Brunetti le dijo que recordara al piloto que seguía esperando un informe sobre las mareas de la noche en que asesinaron a Nava. Vianello transmitió el mensaje y colgó.

—¿Vosotros tenéis idea de lo afortunados que sois? —preguntó Vezzani.

Brunetti se volvió hacia él para preguntar:

—¿Por trabajar para Patta?

Vezzani se echó a reír.

—No, por trabajar en Venecia. Allí apenas hay crímenes de los que valga la pena hablar. —Antes de que alguno de los dos pudiera protestar, dijo—: No me refiero a ese tal Nava, sino en general. Los peores delincuentes son los políticos, pero como no se les puede hacer nada, no cuentan. ¿Y qué nos queda? ¿Unos cuantos robos, algún turista al que le mangan la cartera? ¿El tipo que asesina a su esposa y llama a la policía para confesar el crimen? Así uno se pasa los días leyendo noticias de los idiotas de Roma, o esperando a que el siguiente ministro del Interior sea procesado para tener jefe nuevo y nuevas noticias, o bajando a la calle a tomar un café y a tomar el sol mientras hojea el periódico. —Intentó hacer que pareciera una broma, aunque Brunetti sospechaba que decía muy en serio cada una de sus palabras.

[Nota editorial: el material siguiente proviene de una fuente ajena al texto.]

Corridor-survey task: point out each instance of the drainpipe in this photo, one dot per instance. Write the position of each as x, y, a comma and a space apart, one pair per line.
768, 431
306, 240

Brunetti echó una rápida mirada al espejo retrovisor, pero sólo vio reflejado el hombro izquierdo de Vianello. Con voz serena, repuso:

—La gente reza para que llueva. Tal vez nosotros deberíamos rezar para que se produzcan asesinatos.

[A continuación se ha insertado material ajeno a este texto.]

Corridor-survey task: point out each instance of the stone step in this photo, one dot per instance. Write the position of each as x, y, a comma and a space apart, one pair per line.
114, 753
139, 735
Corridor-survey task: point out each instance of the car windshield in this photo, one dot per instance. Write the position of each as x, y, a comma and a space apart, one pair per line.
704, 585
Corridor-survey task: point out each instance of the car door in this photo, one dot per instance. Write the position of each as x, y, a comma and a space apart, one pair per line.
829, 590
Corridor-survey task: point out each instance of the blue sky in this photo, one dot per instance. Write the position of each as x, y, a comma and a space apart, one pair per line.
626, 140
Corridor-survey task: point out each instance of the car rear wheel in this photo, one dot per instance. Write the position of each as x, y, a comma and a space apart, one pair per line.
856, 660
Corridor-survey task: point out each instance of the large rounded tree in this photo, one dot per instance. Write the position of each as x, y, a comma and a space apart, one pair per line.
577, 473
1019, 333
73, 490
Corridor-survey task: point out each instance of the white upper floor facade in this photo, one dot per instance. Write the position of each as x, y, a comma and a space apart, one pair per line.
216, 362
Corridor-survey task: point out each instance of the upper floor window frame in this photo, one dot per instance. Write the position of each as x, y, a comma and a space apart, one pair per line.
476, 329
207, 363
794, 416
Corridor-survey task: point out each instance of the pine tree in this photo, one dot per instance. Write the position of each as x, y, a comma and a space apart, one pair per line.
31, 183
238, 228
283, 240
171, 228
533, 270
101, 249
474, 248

Vezzani apartó los ojos de la carretera un instante para mirar a Brunetti, pero no había nada que leer en su rostro, como nada había escrito en su voz.

En Piazzale Roma, Brunetti y Vianello se apearon del coche y se acercaron para estrecharle la mano a Vezzani; luego Brunetti dijo que a la mañana siguiente ya se encargaría de llevarlos al matadero uno de sus propios agentes. Vezzani no se molestó en objetar, se despidió y se marchó.